Example 1: For a rod of length 'l', area of cross-section 'A, and thermal conductivity K, the thermal resistance R is given as

1) $R=\frac{l}{K A}$
2) $R=\frac{l^2}{K A}$
3) $R=\frac{K}{l A}$
4) $R=\frac{A}{l K}$

Solution:

From the Electrical Analogy for Thermal Conduction

For a rod of length '', area of cross-section 'A, and Thermal conductivity K,

Thermal resistance is defined as $R=\frac{l}{K A}$

Hence, the answer is the option (1).

Example 2: What is the dimension of Heat current (H)?

1) $M L^2 T^{-3}$
2) $M L^2 T^{-2}$
3) $M L^{-3} T^{-3}$
4) $M L^3 T^{-2}$

Solution:

According to Electrical Analogy for Thermal Conduction

The rate of flow of heat is called heat current.

i.e., $H=\frac{d Q}{d t}$

$
\text { So }[H]=\frac{[\text { heat }]}{[T]}=\frac{[\text { work }]}{[T]}=\frac{[F . L]}{[T]}=\frac{\left[M L T^{-2} * L\right]}{[T]}=\left[M L^2 T^{-3}\right]
$

Hence, the answer is the option (1).

Example 3: The temperature $\theta$ at the junction of two insulting sheets, having thermal resistances $R_1$ and $R_2$ as well as top and bottom temperatures $\theta_1$ and $\theta_2$ (as shown in the figure) is given by :

1) $\frac{\theta_1 R_2+\theta_2 R_1}{R_1+R_2}$
2) $\frac{\theta_1 R_2-\theta_2 R_1}{R_1-R_2}$
3) $\frac{\theta_2 R_2-\theta_1 R_1}{R_2-R_1}$
4) $\frac{\theta_1 R_1+\theta_2 R_2}{R_1+R_2}$

Solution:

The heat flow rate will be the same throughout both

$
\begin{aligned}
& \therefore \frac{\theta_1-\theta}{\mathrm{R}_1}=\frac{\theta-\theta_2}{\mathrm{R}_2} \\
& \mathrm{R}_2 \theta_1-\mathrm{R}_2 \theta=\mathrm{R}_1 \theta-\mathrm{R}_1 \theta_2 \\
& \theta=\frac{\mathrm{R}_2 \theta_1+\mathrm{R}_1 \theta_2}{\mathrm{R}_1+\mathrm{R}_2}
\end{aligned}
$

Hence, the answer is the option (1).

Example 4: Two metallic blocks $\mathrm{M}_1$ and $\mathrm{M}_2$ of the same area of the cross-section are connected to each other(as shown in the figure).
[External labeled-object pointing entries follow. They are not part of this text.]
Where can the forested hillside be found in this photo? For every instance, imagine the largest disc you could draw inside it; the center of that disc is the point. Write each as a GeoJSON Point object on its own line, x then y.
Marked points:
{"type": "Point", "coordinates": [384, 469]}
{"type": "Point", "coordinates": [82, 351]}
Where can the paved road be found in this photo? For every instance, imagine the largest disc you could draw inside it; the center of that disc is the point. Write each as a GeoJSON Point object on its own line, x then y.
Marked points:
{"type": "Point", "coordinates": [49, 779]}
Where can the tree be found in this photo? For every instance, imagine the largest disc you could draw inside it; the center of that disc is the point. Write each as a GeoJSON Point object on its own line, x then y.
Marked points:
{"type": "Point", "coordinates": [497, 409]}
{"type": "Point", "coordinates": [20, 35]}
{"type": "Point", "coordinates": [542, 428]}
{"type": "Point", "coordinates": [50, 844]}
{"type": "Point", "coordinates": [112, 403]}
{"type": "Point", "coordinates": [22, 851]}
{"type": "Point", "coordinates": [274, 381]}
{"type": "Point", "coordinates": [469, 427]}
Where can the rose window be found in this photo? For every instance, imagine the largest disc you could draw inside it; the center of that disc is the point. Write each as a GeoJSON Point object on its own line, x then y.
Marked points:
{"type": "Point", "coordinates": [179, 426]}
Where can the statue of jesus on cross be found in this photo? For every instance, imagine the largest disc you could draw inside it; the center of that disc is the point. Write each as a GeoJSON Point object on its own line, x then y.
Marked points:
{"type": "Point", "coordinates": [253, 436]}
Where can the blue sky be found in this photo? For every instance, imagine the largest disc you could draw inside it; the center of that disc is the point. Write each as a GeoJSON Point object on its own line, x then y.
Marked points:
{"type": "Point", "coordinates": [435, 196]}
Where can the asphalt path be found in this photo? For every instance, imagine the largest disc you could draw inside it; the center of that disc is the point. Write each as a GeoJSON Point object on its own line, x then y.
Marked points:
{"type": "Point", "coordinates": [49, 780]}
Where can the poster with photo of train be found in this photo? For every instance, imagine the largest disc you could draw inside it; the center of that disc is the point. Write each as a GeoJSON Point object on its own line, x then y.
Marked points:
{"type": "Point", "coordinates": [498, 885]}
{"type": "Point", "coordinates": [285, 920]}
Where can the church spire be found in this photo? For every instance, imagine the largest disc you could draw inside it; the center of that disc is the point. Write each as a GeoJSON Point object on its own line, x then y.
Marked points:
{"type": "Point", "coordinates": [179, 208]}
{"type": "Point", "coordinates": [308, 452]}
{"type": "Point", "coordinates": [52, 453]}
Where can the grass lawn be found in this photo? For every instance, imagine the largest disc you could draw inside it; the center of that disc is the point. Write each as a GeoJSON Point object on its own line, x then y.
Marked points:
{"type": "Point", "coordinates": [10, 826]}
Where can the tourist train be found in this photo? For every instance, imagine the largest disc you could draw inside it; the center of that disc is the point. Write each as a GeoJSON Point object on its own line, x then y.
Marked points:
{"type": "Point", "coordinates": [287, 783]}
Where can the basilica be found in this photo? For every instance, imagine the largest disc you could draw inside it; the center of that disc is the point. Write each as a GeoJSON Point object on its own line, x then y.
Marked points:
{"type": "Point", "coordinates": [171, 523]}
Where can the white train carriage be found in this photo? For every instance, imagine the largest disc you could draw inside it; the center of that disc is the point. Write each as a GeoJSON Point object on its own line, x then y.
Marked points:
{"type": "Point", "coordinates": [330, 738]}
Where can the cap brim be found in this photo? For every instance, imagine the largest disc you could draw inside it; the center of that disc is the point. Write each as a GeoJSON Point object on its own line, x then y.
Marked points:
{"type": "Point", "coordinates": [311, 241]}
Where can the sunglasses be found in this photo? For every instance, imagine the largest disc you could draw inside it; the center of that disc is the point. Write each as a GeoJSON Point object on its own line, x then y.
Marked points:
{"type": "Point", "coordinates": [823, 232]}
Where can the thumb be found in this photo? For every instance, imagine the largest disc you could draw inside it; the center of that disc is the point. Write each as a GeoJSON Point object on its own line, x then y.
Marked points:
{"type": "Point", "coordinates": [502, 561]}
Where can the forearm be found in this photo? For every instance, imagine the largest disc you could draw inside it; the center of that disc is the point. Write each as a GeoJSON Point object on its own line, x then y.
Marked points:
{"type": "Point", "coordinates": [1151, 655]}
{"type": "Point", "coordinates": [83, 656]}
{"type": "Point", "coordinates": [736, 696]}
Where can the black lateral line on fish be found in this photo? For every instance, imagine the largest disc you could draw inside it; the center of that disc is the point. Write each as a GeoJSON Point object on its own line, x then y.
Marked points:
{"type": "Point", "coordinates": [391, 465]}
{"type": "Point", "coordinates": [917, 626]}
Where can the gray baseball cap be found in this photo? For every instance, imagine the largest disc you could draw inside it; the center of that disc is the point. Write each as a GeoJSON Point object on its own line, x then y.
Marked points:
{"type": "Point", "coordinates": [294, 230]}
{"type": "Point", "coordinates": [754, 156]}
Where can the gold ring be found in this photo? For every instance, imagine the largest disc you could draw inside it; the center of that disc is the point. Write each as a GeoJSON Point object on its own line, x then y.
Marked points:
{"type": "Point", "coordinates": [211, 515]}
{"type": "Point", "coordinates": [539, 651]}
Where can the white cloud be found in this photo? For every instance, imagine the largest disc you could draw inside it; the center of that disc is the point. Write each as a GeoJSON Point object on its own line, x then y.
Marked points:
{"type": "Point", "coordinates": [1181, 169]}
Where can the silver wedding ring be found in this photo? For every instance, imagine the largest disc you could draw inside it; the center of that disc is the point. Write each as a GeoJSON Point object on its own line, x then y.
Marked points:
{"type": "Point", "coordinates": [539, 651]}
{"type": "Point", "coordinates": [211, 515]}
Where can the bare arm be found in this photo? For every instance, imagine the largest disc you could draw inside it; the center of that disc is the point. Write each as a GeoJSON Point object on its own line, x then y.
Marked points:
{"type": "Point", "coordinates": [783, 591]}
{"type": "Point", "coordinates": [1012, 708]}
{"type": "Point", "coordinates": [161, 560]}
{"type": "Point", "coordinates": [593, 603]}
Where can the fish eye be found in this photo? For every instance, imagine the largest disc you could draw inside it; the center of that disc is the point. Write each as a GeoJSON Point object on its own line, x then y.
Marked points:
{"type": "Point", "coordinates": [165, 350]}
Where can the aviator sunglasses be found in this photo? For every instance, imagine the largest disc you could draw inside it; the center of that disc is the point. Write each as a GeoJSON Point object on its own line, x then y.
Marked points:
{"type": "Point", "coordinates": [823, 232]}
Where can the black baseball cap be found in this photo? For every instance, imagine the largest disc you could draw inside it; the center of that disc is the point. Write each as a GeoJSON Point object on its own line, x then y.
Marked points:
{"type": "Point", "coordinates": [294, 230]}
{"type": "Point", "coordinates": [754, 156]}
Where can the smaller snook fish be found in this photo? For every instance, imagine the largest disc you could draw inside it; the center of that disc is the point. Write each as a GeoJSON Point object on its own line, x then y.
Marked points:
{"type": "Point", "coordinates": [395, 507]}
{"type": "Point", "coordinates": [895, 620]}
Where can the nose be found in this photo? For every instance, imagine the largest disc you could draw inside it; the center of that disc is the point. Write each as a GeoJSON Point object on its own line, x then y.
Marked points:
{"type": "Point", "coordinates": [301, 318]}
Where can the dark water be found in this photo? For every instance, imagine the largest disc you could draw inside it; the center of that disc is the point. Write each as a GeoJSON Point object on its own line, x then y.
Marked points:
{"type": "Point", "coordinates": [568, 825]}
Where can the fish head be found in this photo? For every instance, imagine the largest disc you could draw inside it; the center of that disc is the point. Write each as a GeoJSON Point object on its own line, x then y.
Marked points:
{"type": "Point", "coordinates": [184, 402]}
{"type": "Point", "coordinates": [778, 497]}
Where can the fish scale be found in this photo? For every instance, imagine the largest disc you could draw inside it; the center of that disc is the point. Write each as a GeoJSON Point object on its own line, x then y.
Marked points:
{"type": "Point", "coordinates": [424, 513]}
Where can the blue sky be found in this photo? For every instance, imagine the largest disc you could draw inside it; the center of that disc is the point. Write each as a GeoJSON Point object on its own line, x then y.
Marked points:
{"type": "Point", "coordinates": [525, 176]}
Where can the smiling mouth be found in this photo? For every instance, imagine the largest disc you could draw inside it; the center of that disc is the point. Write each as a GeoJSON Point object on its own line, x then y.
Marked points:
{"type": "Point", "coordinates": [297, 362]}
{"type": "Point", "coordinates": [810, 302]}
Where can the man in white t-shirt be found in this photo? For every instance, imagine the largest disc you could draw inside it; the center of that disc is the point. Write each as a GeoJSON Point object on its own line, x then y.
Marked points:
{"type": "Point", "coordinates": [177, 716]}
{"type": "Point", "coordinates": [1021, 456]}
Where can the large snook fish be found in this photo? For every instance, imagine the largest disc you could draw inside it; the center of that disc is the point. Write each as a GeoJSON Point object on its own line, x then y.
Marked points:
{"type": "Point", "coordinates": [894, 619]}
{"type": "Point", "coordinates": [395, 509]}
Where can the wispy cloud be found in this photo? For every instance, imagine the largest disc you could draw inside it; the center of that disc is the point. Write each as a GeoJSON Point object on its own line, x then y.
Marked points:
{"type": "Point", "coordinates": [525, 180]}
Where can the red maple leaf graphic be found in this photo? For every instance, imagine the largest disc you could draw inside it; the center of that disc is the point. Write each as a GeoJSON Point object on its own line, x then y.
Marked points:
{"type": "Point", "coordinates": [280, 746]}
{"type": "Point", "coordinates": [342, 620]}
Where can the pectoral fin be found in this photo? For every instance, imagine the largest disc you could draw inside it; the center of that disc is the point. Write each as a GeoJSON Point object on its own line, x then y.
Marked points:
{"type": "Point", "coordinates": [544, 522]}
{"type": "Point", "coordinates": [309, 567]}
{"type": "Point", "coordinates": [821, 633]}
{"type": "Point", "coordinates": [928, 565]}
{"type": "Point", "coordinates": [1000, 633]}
If the thermal conductivity of $\mathrm{M}_2$ is K then the thermal conductivity of $\mathrm{M}_1$ will be :
[Assume steady state heat conduction]

1) 10 K
2) 8 K
3) 12.5 K
4) 2 K

Solution:

Since the two blocks are in series, the heat current through both of them will be the same as the steady state
$
\begin{aligned}
& \mathrm{H}_1=\mathrm{H}_2 \\
& \frac{\Delta \mathrm{T}_1}{\mathrm{R}_1}=\frac{\Delta \mathrm{T}_2}{\mathrm{R}_2} \\
& \frac{(100-80)}{\left(\frac{\mathrm{l}_1}{(\mathrm{k}) \mathrm{A}_1}\right)}=\frac{(80-0)}{\left(\frac{\mathrm{l}_2}{\mathrm{k}_1 \mathrm{~A}_2}\right)}
\end{aligned}
$
Here, $\mathrm{A}_1=\mathrm{A}_2=$ Area of cross-section (given) $\mathrm{k}_1 \rightarrow$ Thermal conductivity of block $\mathrm{M}_1$ $\mathrm{l}_1=16 \mathrm{~cm}, \mathrm{l}_2=8 \mathrm{~cm}$

$
\begin{aligned}
& \frac{20}{\left(\frac{16}{k_1}\right)}=\frac{80}{\frac{8}{k_0}} \\
& \mathrm{k}_1=8 \mathrm{k}
\end{aligned}
$

Hence, the answer is the option (2).

Example 5: As per the given figure, two plates $A$ and $B$ of thermal conductivity K and 2 K are joined together to form a compound plate. The thickness of the plates are 4.0 cm and 2.5 cm respectively and the area of the cross-section is $120 \mathrm{~cm}^2$ for each plate. The equivalent thermal conductivity of the compound plate is $\left(1+\frac{5}{\alpha}\right) \mathrm{K}$, then the value of $\alpha$ will be_____________.

1) 21

2) 56

3) 47

4) 6

Solution:

$\begin{aligned} & \text { Thermal resistance }=\mathrm{R}=\frac{1}{\mathrm{KA}} \\ & \mathrm{R}_{\mathrm{eff}}=\left(\mathrm{R}_1+\mathrm{R}_2\right) \\ & \frac{\left(\mathrm{L}_1+\mathrm{L}_2\right)}{\mathrm{Keff} \times \mathrm{A}}=\frac{\mathrm{L}_1}{\mathrm{~K}_1 \mathrm{~A}}+\frac{\mathrm{L}_2}{\mathrm{~K}_2 \mathrm{~A}} \\ & \frac{6.5}{\mathrm{Keff}}=\frac{4}{\mathrm{k}}+\frac{2.5}{2 \mathrm{~K}} \\ & \mathrm{Keff}=\frac{13 k}{10.5}=\left[1+\frac{5}{21}\right] \mathrm{k} \\ & \alpha=21\end{aligned}$

Hence, the answer is the option (1).

Summary

The electrical conduction analogy is a flow of heat through a material analogous to the flow of electric current through a conductor. The temperature gradient is similar to the voltage difference; the continuous flow of heat refers to the electric current; and thermal resistance becomes equivalent to electrical resistance. The electricity flows from the region of higher voltage to that of lower voltage. Similarly, heat flows from a higher to a lower temperature. This analogy helps in understanding and calculating the heat transfer more easily.